This ‘modern classic’ was first published in 1989, and won the Booker Prize that year. While I had heard of the novel, I had never read it; I was further motivated to read it as a Booker Prize winner and by the author being a Japanese writer I didn’t know.
Kazou Ishiguro was born in Nagasaki, Japan in 1954 and moved to the UK at the age of five. He has written six novels, all of which have won prizes or received major recognition. He currently lives in London with his wife and daughter.
The novel is told in the first person by Stevens, who was the butler in Darlington Hall, which was the residence of Lord Darlington in the 1930’s. Darlington Hall was a grand place, with many servants, Stevens having overall responsibility. Lord Darlington was a man of considerable wealth and influence, both socially and politically. He died after the war, and Darlington Hall was sold to an American, Mr Faraday, who has downsized both the staff and the use of the Hall.
Much of the book is Stevens’ recollections of events that took place when his lordship was in residence, and we learn that Stevens is preoccupied with the extent to which he was (like his father) a top butler. Stevens comes to define a top butler as a true professional who carries great dignity to his profession. The descriptions of relationships (and dialogue) among staff and with the lord of the manor are brilliant: they convey clearly the culture of the English aristocracy in the 20’s and 30’s.
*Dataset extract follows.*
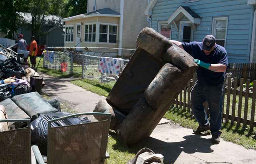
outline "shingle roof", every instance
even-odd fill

Mr Faraday plans to be in the States for an extended period, and he suggests to Stevens that he take the motorcar on a sightseeing trip. Stevens accepts his offer and coincidently decides to call on a Miss Kenton who was the one who supervised all the housemaids at Darlington Hall. Miss Kenton left the Hall years ago, and has married. Now, Stevens wonders whether he can persuade her to return to the Hall, as there are hints that her marriage is in difficulty. The working relationship between Stevens and Kenton was very formal, but one cannot help but wonder if there is an unacknowledged attraction between them. In the last chapter, they meet again, and the message of the novel is revealed: Stevens muses: “After all, what can we ever gain forever looking back and blaming ourselves if our lives have not turned out quite as we might have wished?”
The novel moves at a very leisurely pace, with very little action. Major events are recounted by Stevens factually and without emotion. The characters, the setting and the story-telling all completely support that retrospective, self-doubting theme. In spite of Stevens’ wordiness, his character shines through in a way that he is able to maintain the reader’s attention.
If one is looking for tale with plenty of action and excitement, The Remains of the Day would not be a good choice. But if one would like to curl up with a superbly-written story, immersed in history, and long-forgotten characters, a story that succeeds admirably in making its point, then Remains is for you.
As a sort of aside, I would add that the criteria for winning the Booker Prize may have shifted over the last twenty-five years. It’s hard to imagine that a novel with little overt physical or emotional action could win, given the level of current competition.